LGMLFeb 20, 2020

SummerTime: Variable-length Time SeriesSummarization with Applications to PhysicalActivity Analysis

arXiv:2002.09000v1
AI Analysis

This addresses the need for robust summarization of variable-length time series in domains like physical activity analysis, though it is incremental as it builds on existing clustering and summarization techniques.

The paper tackles the problem of applying classical machine learning methods to variable-length time series by developing SummerTime, a method that summarizes time series into fixed-length feature vectors using Gaussian Mixture models over disjoint windows, resulting in high-quality improvements in physical activity classification and more robust energy expenditure estimation.

\textit{SummerTime} seeks to summarize globally time series signals and provides a fixed-length, robust summarization of the variable-length time series. Many classical machine learning methods for classification and regression depend on data instances with a fixed number of features. As a result, those methods cannot be directly applied to variable-length time series data.
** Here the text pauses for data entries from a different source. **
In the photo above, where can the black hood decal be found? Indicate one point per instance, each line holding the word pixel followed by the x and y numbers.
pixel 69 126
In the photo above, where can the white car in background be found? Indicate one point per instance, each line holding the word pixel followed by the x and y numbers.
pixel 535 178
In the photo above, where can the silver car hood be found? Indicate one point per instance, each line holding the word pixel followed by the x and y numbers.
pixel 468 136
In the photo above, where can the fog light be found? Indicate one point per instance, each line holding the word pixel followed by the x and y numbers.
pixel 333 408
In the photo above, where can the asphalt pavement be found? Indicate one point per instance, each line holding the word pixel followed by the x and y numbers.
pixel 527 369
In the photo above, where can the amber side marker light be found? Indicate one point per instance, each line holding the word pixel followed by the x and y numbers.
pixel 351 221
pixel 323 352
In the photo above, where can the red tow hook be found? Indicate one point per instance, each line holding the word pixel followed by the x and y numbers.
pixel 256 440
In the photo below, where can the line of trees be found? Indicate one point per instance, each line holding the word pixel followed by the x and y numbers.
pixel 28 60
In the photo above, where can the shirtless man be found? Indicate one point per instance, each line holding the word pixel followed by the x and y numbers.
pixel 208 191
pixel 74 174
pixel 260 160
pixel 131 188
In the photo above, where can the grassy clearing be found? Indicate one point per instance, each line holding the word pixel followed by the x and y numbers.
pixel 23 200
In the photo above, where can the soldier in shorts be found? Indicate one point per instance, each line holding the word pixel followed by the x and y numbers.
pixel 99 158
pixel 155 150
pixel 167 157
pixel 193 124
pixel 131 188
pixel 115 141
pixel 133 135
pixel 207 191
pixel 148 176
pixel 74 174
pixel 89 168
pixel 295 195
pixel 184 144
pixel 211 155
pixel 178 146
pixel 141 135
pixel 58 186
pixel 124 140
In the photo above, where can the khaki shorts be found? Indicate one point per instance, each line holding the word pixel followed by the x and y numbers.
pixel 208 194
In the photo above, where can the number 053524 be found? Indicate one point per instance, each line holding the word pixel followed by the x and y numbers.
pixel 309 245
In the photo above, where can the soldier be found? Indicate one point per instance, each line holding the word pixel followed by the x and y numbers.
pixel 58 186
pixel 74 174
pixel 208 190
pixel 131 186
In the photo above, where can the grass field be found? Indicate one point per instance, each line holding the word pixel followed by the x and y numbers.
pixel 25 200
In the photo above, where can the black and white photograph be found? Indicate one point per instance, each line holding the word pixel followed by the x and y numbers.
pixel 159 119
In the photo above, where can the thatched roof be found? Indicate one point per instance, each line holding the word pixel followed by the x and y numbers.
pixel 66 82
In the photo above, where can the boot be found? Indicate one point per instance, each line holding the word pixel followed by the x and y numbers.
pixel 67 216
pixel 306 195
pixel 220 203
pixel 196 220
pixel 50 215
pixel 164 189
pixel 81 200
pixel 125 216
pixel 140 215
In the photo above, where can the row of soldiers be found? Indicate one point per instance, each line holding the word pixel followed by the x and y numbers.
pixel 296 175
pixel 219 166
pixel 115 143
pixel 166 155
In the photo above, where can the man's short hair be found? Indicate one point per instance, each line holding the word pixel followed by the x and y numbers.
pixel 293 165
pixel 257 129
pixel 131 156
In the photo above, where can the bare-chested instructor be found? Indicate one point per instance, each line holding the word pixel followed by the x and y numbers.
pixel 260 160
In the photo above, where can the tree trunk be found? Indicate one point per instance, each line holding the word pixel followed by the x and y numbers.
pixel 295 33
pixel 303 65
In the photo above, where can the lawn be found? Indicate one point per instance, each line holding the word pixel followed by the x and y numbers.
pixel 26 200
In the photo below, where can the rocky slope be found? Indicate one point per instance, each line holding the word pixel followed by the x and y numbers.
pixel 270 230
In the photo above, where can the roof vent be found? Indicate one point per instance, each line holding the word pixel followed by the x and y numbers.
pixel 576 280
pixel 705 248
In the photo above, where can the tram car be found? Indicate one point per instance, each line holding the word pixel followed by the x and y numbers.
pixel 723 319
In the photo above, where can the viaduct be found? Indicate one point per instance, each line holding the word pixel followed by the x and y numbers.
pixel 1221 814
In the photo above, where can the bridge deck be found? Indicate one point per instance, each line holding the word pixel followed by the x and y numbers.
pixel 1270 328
One common approach is to perform classification over a sliding window on the data and aggregate the decisions made at local sections of the time series in some way, through majority voting for classification or averaging for regression. The downside to this approach is that minority local information is lost in the voting process and averaging assumes that each time series measurement is equal in significance. Also, since time series can be of varying length, the quality of votes and averages could vary greatly in cases where there is a close voting tie or bimodal distribution of regression domain. Summarization conducted by the \textit{SummerTime} method will be a fixed-length feature vector which can be used in-place of the time series dataset for use with classical machine learning methods. We use Gaussian Mixture models (GMM) over small same-length disjoint windows in the time series to group local data into clusters. The time series' rate of membership for each cluster will be a feature in the summarization. The model is naturally capable of converging to an appropriate cluster count. We compare our results to state-of-the-art studies in physical activity classification and show high-quality improvement by classifying with only the summarization. Finally, we show that regression using the summarization can augment energy expenditure estimation, producing more robust and precise results.